Am deutlichsten wurde diese beglückende Symbiose im Goldenen Saal des Musikvereins bei der 4. Symphonie von Johannes Brahms: Schon die Verbindung von zweimal zwei Tönen des Beginns wurde zu einem beziehungsreichen Hin und Her, organisch entspannte sich das ganze Werk auf diese Weise, mit immensen Klangballungen, doch stets gewahrter Transparenz.
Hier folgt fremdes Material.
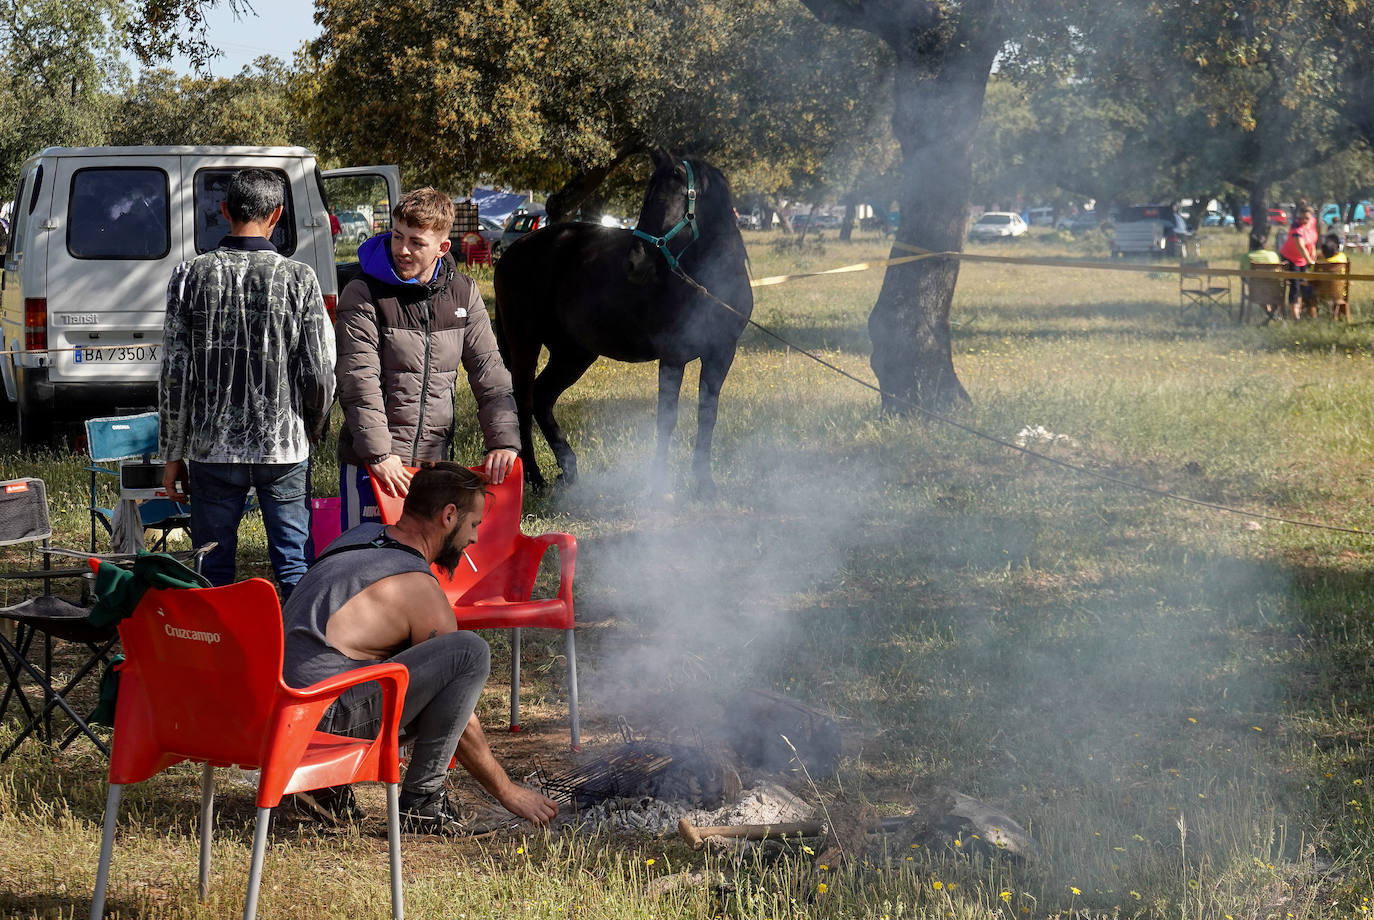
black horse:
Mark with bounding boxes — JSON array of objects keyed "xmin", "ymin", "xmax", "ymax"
[{"xmin": 494, "ymin": 149, "xmax": 753, "ymax": 496}]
Ein überschwänglicher und zugleich vollkommen klar strukturierter Seelenspiegel unter absolutem Gleichklang von Herz, Bauch und Hirn, gerade auch in der wuchtigen, schroffen und weitläufigen, aber doch übersichtlich ausgeleuchteten Schluss-Passacaglia.
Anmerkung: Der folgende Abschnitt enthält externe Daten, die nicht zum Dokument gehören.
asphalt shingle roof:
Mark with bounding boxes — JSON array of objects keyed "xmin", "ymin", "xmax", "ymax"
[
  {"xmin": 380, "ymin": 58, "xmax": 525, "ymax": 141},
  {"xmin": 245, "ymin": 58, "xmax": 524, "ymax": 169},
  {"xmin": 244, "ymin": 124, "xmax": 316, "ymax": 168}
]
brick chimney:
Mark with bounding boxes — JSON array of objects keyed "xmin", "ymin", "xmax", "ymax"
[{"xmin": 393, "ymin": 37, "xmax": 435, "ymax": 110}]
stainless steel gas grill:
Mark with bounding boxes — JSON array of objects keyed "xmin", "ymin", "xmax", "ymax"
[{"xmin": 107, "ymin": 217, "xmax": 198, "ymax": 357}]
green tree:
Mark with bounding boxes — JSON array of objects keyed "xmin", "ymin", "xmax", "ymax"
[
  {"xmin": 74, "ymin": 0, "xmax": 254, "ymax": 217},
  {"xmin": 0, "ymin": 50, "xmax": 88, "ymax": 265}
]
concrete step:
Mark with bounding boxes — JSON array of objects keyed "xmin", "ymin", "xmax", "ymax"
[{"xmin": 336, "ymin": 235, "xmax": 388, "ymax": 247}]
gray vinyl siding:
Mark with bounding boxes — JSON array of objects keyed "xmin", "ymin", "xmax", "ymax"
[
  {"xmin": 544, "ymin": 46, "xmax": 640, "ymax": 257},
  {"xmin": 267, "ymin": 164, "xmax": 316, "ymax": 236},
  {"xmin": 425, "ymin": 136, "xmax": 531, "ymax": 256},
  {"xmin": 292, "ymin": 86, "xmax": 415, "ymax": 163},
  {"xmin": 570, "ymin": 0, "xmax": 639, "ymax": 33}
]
Es gibt keine Garantie für Mozart

Von nahezu gleich massiver Überzeugungskraft waren die Vier symphonischen Zwischenspiele aus Richard Strauss' Intermezzo, dessen Opernszenen man sich gut ausmalen konnte: Hektik und Ehestreit, walzerselige Versöhnung, Herrenwitze beim Kartenspiel, Verwirrung und Auflösung – dies alles servierte Jansons mit unnachahmlichem Klangsinn, das Orchester mit glänzendem Schönklang, durch den doch auch Leichtigkeit und Ironie wehen durften.

Dazwischen allerdings erfolgte die Beweisführung, dass selbst ein grandioser Dirigent, ein fulminantes Orchester und ein vom Scheitel bis zur Sohle versierter Pianist (Rudolf Buchbinder ließ den ersten Satz emsig-unverbindlich perlen, klopfte den Schlusssatz auffällig grob herunter und sorgte zwischendurch für zu wenige Momente des Kantablen und des Innehaltens) noch lange keine Garantie für einen guten Mozart sind. (daen, 28.10.2019)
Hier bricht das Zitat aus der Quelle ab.